Gerade Jungen aber müssen auch das Kämpfen lernen, den körperlichen Kampf, den geistigen Kampf, allein und in Mannschaften und – selbstverständlich – am Computer. Den eigenen Körper zu beherrschen ist ein lohnendes Ziel. In der Auseinandersetzung mit anderen die eigenen Gefühle zu beherrschen und Regeln einzuhalten ebenfalls. Die Regeln müssen von allen geteilt und getragen werden, Verstöße führen zu Auszeiten und Strafen. Trainierte Selbstdisziplin, auch und gerade wenn es wehtut und man wütend wird, ist ein Ausdruck der eigenen Stärke.

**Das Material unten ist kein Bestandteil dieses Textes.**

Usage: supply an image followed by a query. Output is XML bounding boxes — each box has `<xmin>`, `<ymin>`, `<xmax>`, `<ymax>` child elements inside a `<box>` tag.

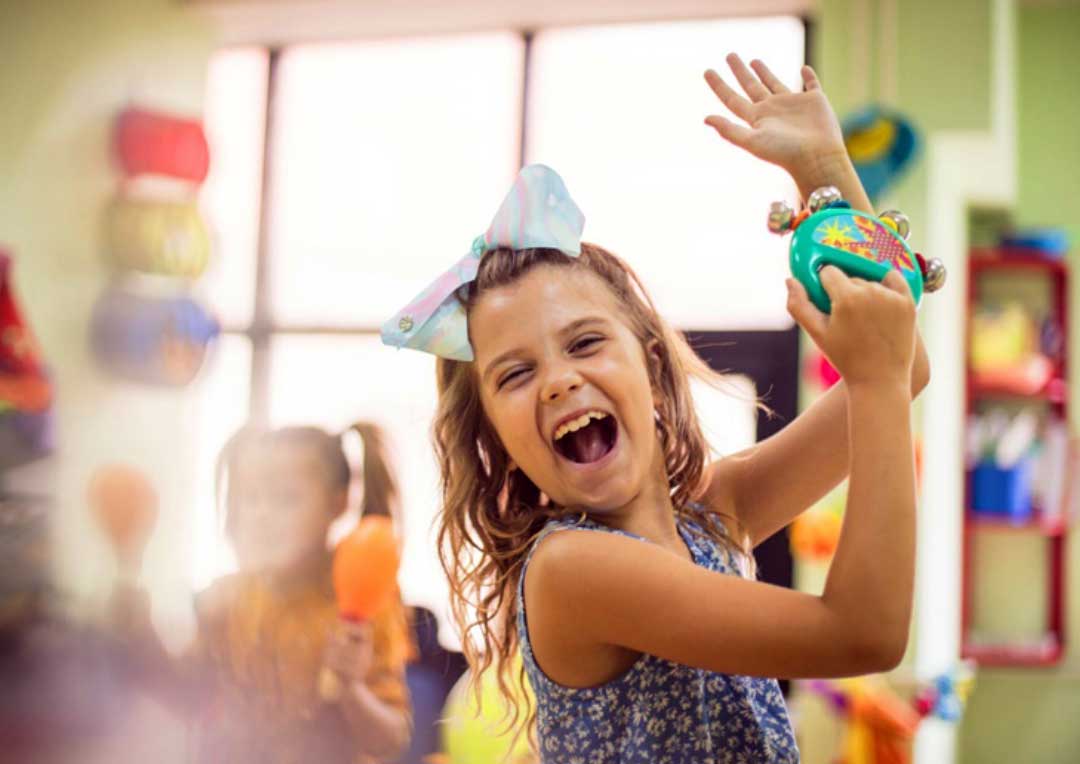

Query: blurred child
<box><xmin>113</xmin><ymin>424</ymin><xmax>411</xmax><ymax>764</ymax></box>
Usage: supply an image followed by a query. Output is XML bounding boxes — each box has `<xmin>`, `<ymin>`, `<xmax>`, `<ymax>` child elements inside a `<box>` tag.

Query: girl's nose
<box><xmin>540</xmin><ymin>366</ymin><xmax>584</xmax><ymax>403</ymax></box>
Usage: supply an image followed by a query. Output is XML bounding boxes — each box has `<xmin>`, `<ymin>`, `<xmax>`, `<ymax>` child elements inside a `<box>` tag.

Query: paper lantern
<box><xmin>106</xmin><ymin>197</ymin><xmax>211</xmax><ymax>279</ymax></box>
<box><xmin>114</xmin><ymin>108</ymin><xmax>210</xmax><ymax>184</ymax></box>
<box><xmin>91</xmin><ymin>286</ymin><xmax>220</xmax><ymax>387</ymax></box>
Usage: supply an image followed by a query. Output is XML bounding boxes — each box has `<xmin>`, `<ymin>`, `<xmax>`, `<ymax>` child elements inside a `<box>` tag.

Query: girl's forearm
<box><xmin>340</xmin><ymin>682</ymin><xmax>411</xmax><ymax>760</ymax></box>
<box><xmin>792</xmin><ymin>147</ymin><xmax>874</xmax><ymax>214</ymax></box>
<box><xmin>822</xmin><ymin>381</ymin><xmax>915</xmax><ymax>661</ymax></box>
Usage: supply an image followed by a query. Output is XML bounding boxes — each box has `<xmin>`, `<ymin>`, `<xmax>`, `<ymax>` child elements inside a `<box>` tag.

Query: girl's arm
<box><xmin>702</xmin><ymin>55</ymin><xmax>930</xmax><ymax>546</ymax></box>
<box><xmin>525</xmin><ymin>268</ymin><xmax>915</xmax><ymax>681</ymax></box>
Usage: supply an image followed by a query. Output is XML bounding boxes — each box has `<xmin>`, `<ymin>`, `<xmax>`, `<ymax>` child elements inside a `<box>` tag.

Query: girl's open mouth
<box><xmin>553</xmin><ymin>410</ymin><xmax>619</xmax><ymax>465</ymax></box>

Junge Gewalttäter sind selten perspektivlos, aber ihre Lebensperspektive ist noch in Arbeit. Da kann man helfen, vielleicht auch dadurch, dass sich gestandene Männer als Vorbilder und Paten um solche Jungs kümmern. Nur wer nicht begreift, was Hanteltraining in diesem Alter bedeutet, wer keinen Sinn für die Lust hat, die Gewaltausübung bereiten kann, wer kein Gespür hat für die dahinterstehenden Selbstkonzepte von Jugendlichen und jungen Männern, der wird diese Täter als abnorm abstempeln. Er wird Gewalt tabuisieren, anstatt sie in »Power« zu verwandeln.

Also: Der Mörder ist in uns allen. Doch er wird erfolgreich domestiziert durch eine energische Pädagogik, machtvolle Vorbilder, einen entschiedenen Staat und eine Kultur, die Gewalt ablehnt und gesundes Durchsetzungsvermögen fördert. Dann wird die Zahl der Gewaltakte weiter zurückgehen. Natürlich nur, solange der Rechtsstaat stabil ist. Wollen wir hoffen, dass er es bleibt.